Our study has several limitations. First, the bacterial pneumonia and viral pneumonia was not balanced in our data, which might cause bias in terms of risk assessment and performance evaluation. Second, in this study, although pediatricians made a comprehensive diagnosis of URTI based on clinical signs, blood routine tests, and possible chest X-ray results, case of bronchitis, bronchiolitis or wheezing, which were true LRTI, may still be potentially misclassified as URTI, however, such misclassification rate should be low. Third, this study only included three common signs (fever, cough and rhinorrhea) into the screening model, while some important clinical symptoms such as tachypnea were not recorded as structured data in the hospital information system and thus could not be accurately and directly extracted from the big data platform. Since such symptoms are potentially valuable indicators of pneumonia, the missing information may reduce the accuracy of the developed screening tool. Finally, in this study, the bacterial or viral infections were not labeled for upper respiratory tract infection patients in the hospital information system, thus it is hoped that the predictive value and the underlying mechanism of the two indicators, NLR and LMR, in identifying different sub-types of pneumonia and URTI could be further elucidated.

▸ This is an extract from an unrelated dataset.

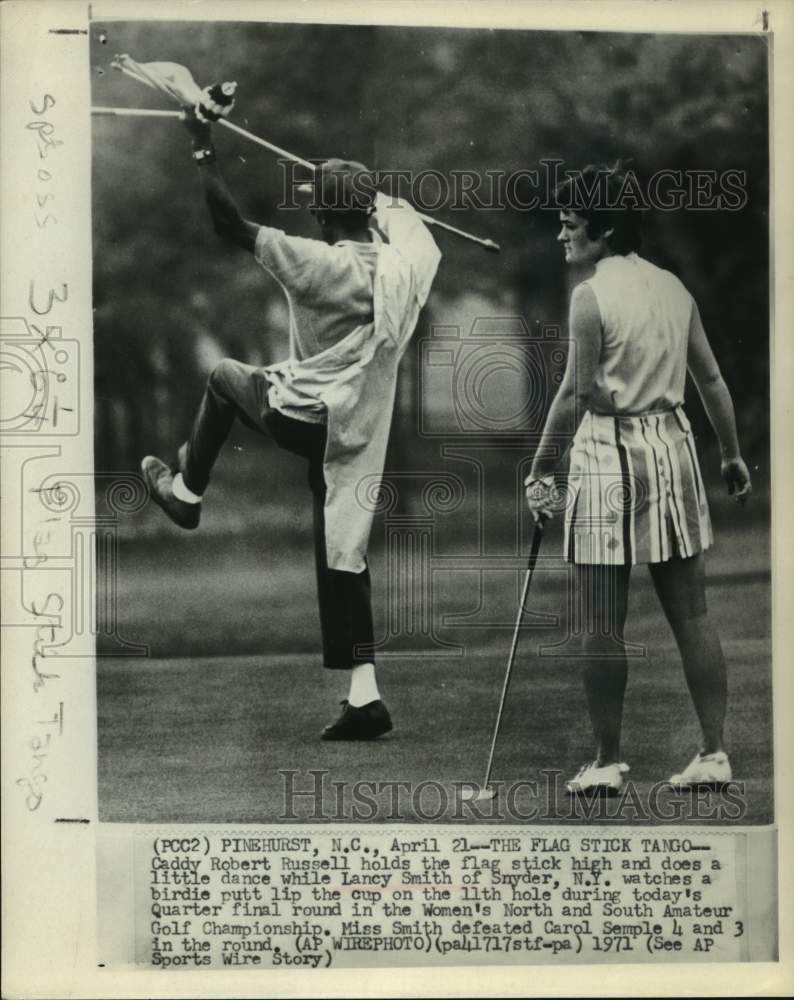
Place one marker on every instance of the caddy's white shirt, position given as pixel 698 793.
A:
pixel 353 308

In conclusion, we have constructed and validated screening models to assess pneumonia risk in children. The multivariate screening model achieved a 0.84 predictive accuracy in validation cohorts, and successfully stratified patients into three distinct pneumonia risk categories. We hope that the constructed pneumonia screening tool for children could be applied and evaluated further in primary health center to explore its utility and cost effectiveness, and ultimately facilitate clinical decision making for children’s pneumonia diagnosis at the community level.